KAWANO Ryutaro

医療事故調査について

2022年〇月△日、A大学病院の集中治療部で、手術を終えた患者に対し、血液や髄液の量を調節する機器の操作により、必要以上に血液などが排出されるという医療事故が発生したとして、記者会見が行われました。

まず、科学的因果関係を明らかにすること

事故調査の目的は再発防止です。このため、科学的因果関係を明らかにして、効果的な対策を実行する必要があります。
まず、事実の把握です。
医療に起因する事故を調査することになりますから、医師が医学的因果関係を明らかにする業務を行うことになります。
ただし、今回の事例では、操作上の問題と考えられますので、医師では限界があると考えられます。
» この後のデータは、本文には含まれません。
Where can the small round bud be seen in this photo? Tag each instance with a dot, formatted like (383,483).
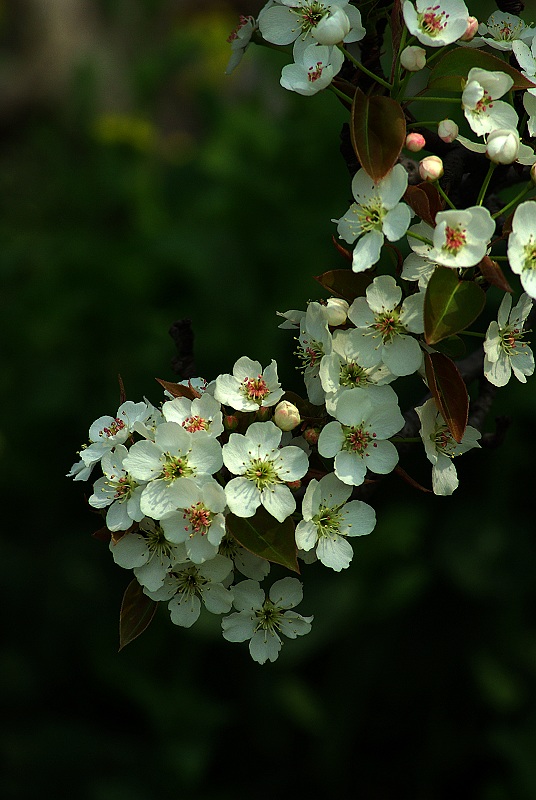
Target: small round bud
(332,28)
(337,309)
(286,416)
(447,130)
(431,168)
(311,436)
(230,422)
(502,146)
(415,142)
(413,58)
(471,30)
(263,414)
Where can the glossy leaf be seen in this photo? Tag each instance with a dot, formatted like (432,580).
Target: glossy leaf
(494,275)
(449,392)
(425,200)
(345,283)
(378,131)
(453,68)
(137,611)
(450,305)
(264,536)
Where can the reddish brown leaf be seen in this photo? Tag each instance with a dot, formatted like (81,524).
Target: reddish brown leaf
(137,611)
(342,250)
(449,392)
(178,390)
(378,132)
(494,274)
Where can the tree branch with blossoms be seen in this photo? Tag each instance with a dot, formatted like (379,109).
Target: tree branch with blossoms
(224,477)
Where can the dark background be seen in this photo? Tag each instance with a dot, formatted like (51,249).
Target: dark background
(140,185)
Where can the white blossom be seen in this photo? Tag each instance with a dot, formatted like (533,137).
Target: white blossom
(262,619)
(504,348)
(441,447)
(436,23)
(328,519)
(376,214)
(358,437)
(263,470)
特に、ヒューマンエラーが関係したと考えられる場合は、多くの場合、判断が伴いますから、心理学やヒューマンファクター工学の分野から因果関係を明らかにする必要があると考えられます。
さらに、医療機器が関係している場合は、工学的因果関係、物理学的因果関係も考えられますので、工学系の専門家が調査に参加する必要があります。

事故調査には知識、技術、態度などが必要

事故調査には、実施できるだけの知識、技術、態度が必要です。
医療関係の事故なので医療の知識があればいいと考えがちですが、医療の知識だけでは限界があります。
特に、ヒューマンエラーの分析には、エラー行動には判断が伴いますので、心理学や、主に航空事故調査の分野で次第に重視され、体系づけが行われているヒューマンファクター工学の知見が必要です。
事故調査には実践的な技術も必要ですから、ぜひ、これらの能力を備えた関係者が調査メンバーに参加していただきたいと思います。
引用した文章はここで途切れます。